The chief executives of some of Europe's biggest truck manufacturers have called for more to be done across the board to cut carbon dioxide emissions from the road transport sector.
At a press summit for the European Automobile Manufacturers' Association (ACEA) in Germany this week, it was confirmed that manufacturers are on track to reduce fuel consumption from new vehicles by an annual rate of 1.3 per cent, or 20 per cent by 2050.
However, they pointed out that by changing the focus to include more than just new HGVs, emission levels could be lowered even further.
Chief executive of Daimler Trucks Wolfgang Bernhard commented: "Trailer designs, alternative fuels, transport operations and infrastructure also play a decisive role. All relevant stakeholders should be mobilised to work on a fully integrated approach to CO2 reduction in Europe's transport industry."
Indeed, research institute Transport & Mobility Leuven calculates that if such an integrated approach was put in place between now and 2020, CO2 levels could be cut by an annual rate of 3.5 per cent, more than double the existing target.
Mr Bernhard insisted that this is the best way to cut harmful gases from Europe's streets and urged the freight industry to take action.

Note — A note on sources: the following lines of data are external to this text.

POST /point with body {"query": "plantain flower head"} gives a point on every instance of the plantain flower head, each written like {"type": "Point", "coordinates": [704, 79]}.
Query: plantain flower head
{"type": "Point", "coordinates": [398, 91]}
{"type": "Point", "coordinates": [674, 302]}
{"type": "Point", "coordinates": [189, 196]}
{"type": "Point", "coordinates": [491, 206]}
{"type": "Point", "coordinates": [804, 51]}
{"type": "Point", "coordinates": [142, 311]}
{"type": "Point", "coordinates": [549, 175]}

Ways of lengthening truck trailers are already being investigated in Britain and it could be that if pilot projects are successful, longer vehicles may become the new norm for our roads.
The UK has ambitious targets to reduce greenhouse gases to 80 per cent below 1990 levels by 2050 and according to the Freight Transport Association (FTA), logistics accounts for between six and seven per cent of current emissions.
However, CO2 emissions have remained stable from HGVs since 1995, thanks to a range of projects designed to curb the environmental impact of transporting goods by road. The FTA continues to work with the haulage industry to reduce climate change.